Il a toutefois retiré son amendement. Nous ne le lui reprochons pas ; le gouvernement voulait le combattre, il était repoussé d’avance ; les esprits inclinaient du côté de l’amendement Berger ; on s’y était donné rendez-vous. L’amendement Berger se distingue de l’amendement Chaumié en ce qu’il crée un intermédiaire entre l’État ou les communes et le curé qui doit célébrer un office pour les morts : cet intermédiaire est une société de secours mutuels. Les prêtres, — nous avons dit qu’on veut bien reconnaître qu’ils sont des citoyens comme les autres, — peuvent former, comme les autres, des sociétés de secours mutuels en vue de pourvoir aux besoins de leur vieillesse, et l’État consent à ne pas en ignorer. C’est fort heureux : dans la voie où il était entré, il aurait fort bien pu pousser la pudeur jusque-là. Mais tout le monde cherchait, comme l’a dit M. Philippe Berger, « un biais » pour sortir d’embarras, et son amendement a offert ce biais. M. Berger l’a soutenu avec éloquence : il a eu la bonne fortune de rallier une majorité de 221 voix contre 56. Si quelque chose nous étonne, étant donné la disposition générale des esprits/c’est qu’il se soit trouvé 56 voix contre l’amendement. Mais, parmi ces voix, il y a celle de M. Combes, et cela explique tout. Ses fidèles ont suivi M. Combes dans son intransigeante opposition.

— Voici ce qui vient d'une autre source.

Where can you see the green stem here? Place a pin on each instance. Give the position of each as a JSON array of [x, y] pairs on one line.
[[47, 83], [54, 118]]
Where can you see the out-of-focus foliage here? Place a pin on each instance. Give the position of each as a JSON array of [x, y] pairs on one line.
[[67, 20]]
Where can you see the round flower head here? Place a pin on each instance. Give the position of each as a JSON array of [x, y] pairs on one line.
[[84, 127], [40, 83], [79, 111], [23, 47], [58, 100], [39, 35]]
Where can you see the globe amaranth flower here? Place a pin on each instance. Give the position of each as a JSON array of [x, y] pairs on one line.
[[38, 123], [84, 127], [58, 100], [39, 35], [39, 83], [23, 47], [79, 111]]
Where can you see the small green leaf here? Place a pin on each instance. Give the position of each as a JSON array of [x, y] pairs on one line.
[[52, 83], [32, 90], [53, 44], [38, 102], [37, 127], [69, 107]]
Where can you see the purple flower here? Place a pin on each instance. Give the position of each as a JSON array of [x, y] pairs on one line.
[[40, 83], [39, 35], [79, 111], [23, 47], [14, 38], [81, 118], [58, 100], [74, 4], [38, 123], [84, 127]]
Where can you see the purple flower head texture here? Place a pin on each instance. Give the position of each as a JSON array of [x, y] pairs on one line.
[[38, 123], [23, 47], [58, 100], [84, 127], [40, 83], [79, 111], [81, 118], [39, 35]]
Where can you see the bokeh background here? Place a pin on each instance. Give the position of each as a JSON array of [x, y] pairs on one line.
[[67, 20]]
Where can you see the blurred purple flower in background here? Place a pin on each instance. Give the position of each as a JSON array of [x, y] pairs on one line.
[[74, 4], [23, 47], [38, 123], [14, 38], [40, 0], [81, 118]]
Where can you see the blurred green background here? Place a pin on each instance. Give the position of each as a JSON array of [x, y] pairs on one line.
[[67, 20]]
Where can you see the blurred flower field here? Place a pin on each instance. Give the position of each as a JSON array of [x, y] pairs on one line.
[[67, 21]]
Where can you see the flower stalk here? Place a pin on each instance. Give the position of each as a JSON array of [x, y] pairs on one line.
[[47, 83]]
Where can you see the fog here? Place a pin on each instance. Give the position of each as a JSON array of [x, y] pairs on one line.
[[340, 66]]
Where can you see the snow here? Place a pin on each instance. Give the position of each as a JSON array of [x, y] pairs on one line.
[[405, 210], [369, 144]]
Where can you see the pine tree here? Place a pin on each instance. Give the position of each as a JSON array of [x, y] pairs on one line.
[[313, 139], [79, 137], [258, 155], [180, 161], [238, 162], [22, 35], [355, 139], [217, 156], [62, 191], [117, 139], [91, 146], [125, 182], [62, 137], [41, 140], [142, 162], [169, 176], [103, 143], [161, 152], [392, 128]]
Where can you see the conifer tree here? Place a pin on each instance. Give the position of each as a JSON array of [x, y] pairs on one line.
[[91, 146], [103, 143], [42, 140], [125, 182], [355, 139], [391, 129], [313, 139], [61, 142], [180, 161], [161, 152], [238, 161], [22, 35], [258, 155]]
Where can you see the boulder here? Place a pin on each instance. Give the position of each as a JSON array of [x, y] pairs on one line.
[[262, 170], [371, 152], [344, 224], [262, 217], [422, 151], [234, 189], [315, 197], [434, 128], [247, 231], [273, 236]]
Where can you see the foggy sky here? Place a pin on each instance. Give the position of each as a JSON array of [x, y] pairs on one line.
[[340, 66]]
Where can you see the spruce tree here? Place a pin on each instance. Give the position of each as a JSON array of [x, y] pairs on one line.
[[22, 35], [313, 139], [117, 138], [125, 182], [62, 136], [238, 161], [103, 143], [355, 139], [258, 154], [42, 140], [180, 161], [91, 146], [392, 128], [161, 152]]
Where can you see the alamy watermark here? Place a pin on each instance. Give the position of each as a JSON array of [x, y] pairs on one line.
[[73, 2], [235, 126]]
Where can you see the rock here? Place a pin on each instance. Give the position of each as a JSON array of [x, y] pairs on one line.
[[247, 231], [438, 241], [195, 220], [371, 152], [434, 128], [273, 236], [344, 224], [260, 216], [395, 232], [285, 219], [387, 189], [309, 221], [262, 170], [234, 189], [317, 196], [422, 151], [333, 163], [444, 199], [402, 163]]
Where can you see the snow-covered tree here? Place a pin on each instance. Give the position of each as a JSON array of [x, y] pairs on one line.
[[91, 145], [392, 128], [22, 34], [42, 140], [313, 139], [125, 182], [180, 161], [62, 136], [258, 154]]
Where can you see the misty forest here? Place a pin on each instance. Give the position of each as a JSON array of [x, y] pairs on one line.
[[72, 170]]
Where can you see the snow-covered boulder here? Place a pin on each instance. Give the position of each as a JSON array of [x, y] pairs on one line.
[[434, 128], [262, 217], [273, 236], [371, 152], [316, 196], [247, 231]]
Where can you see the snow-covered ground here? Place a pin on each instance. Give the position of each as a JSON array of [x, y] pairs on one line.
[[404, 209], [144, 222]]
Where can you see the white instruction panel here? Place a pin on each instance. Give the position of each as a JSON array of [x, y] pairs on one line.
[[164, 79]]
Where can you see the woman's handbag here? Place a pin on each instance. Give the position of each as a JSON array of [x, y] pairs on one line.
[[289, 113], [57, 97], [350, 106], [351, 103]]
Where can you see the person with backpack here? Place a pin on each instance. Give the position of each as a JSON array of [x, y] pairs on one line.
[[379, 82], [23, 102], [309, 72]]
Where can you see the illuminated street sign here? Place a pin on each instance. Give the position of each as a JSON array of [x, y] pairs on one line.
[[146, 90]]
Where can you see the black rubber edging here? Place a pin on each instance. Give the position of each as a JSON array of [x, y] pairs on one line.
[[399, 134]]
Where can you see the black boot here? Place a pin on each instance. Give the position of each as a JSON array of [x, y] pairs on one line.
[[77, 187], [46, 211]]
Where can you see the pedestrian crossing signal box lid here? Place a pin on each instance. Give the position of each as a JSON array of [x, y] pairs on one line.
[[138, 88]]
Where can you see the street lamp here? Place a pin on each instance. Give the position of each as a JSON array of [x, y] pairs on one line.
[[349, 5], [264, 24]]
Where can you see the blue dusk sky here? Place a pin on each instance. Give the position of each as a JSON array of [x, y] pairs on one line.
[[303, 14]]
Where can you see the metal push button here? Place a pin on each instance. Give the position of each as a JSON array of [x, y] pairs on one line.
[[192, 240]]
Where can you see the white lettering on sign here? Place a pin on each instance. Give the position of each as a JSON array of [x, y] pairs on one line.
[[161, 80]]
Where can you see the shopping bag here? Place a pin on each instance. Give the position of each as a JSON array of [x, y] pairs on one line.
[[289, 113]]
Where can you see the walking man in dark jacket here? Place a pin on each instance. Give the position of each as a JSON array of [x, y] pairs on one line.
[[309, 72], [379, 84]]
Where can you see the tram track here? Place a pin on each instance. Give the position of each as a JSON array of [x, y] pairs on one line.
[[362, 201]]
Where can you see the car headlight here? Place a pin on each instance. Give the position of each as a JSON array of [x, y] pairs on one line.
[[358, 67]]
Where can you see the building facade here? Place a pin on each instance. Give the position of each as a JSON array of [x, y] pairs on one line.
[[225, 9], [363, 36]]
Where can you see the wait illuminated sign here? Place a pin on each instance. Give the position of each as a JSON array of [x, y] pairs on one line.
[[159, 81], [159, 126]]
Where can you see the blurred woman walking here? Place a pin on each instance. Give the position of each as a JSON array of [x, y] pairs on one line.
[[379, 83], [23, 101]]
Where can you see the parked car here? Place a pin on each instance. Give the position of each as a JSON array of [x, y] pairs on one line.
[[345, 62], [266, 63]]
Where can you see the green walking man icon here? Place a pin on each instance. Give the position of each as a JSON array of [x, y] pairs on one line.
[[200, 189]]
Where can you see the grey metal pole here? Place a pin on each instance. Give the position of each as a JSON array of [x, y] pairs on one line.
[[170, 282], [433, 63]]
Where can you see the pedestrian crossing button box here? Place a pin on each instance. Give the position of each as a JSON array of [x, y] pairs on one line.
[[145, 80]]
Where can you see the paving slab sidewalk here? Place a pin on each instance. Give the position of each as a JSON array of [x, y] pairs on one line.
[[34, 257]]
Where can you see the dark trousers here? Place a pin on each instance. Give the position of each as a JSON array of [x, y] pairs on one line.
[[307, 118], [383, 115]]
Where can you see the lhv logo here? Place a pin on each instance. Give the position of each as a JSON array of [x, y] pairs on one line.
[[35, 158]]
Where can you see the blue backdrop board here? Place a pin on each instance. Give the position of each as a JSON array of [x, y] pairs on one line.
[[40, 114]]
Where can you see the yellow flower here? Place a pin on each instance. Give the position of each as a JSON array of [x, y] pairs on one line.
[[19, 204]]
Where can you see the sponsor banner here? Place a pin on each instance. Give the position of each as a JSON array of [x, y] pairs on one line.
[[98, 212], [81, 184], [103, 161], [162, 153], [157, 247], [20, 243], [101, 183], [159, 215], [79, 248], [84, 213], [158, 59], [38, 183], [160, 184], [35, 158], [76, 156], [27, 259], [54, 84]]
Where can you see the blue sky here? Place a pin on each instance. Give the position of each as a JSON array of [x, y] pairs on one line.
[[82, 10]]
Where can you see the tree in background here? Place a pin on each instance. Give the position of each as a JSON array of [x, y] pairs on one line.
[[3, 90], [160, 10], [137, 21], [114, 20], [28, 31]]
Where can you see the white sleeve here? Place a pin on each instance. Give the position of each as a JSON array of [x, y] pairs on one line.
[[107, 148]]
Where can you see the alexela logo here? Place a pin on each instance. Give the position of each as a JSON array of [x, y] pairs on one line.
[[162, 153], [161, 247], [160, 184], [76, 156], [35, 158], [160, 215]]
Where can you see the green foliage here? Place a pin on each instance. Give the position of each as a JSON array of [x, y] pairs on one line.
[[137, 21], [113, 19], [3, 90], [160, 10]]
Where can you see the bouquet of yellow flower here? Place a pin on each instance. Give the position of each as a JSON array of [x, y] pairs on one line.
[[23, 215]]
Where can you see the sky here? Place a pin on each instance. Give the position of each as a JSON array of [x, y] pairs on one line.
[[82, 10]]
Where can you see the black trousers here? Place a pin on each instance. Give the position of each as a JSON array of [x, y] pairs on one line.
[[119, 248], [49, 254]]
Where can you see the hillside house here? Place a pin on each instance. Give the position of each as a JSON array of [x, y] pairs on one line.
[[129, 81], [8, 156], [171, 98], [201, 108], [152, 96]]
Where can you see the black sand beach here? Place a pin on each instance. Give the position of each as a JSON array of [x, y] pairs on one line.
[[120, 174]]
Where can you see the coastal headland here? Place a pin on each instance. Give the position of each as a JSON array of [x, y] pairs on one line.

M. Berger est protestant : rendons justice à ses coreligionnaires qui, tous ou presque tous, ont dans cette circonstance combattu pour la cause de la liberté des vivans et du respect des morts. M. Richard Waddington s’était déjà fait leur interprète devant le Sénat : il avait protesté en leur nom contre une loi abusive et spoliatrice, et cela avec un désintéressement complet, puisque les protestans ont, pour leur compte, formé des associations cultuelles et que les biens de leur Église n’ont pas subi le sort des biens de l’Église, catholique. Nous en connaissons qui ont été au premier rang parmi ceux qui ont combattu la séparation de l’Église et de l’État, et surtout la manière dont elle s’est faite : on les a retrouvés au premier rang parmi ceux qui ont combattu la loi de dévolution et ont contribué à en faire disparaître les dispositions les plus iniques. Néanmoins, cette loi reste mauvaise, d’abord parce qu’elle appartient à tout un système qui est mauvais, ensuite parce que le Sénat lui a conservé un effet rétroactif. Pourquoi ? Il serait difficile de le dire. On comprenait que la loi eût ce caractère lorsqu’elle avait pour objet de faire tomber les procès en cours, peut-être même les jugemens ou les arrêts déjà rendus. Ce dessaisissement d’une nouvelle espèce avait, non pas sa justification, ni même son excuse, mais au moins son explication dans un intérêt réel et tangible. Mais aujourd’hui que l’amendement Berger est voté, la rétroactivité de la loi ne sert à rien, puisqu’il n’y aura plus de demandes en révocation ou en reprise pour cause de non-exécution des charges. Le Sénat a donc créé, sans motif, sans prétexte, sans avantage d’aucune sorte, un précédent extrêmement dangereux. Il est vrai que certains des amendemens qui enlevaient à la loi son effet rétroactif avaient été repoussés avant le vote de l’amendement Berger ; mais lorsque M. Théodore Girard est revenu à la charge, dans le langage le plus pressant, on pouvait déjà escompter comme certain le vote de cet amendement. La majorité a tenu bon, malgré tout. Elle a maintenu à la loi un caractère interprétatif qui est un défi à l’évidence, afin de lui maintenir aussi le caractère rétroactif. C’est le vice qu’elle porte avec elle. La Chambre, devant laquelle elle est revenue, aurait pu le faire disparaître ; mais elle n’en a rien fait. Elle était trop pressée de partir pour ses vacances ; elle a voté tel quel le texte du Sénat.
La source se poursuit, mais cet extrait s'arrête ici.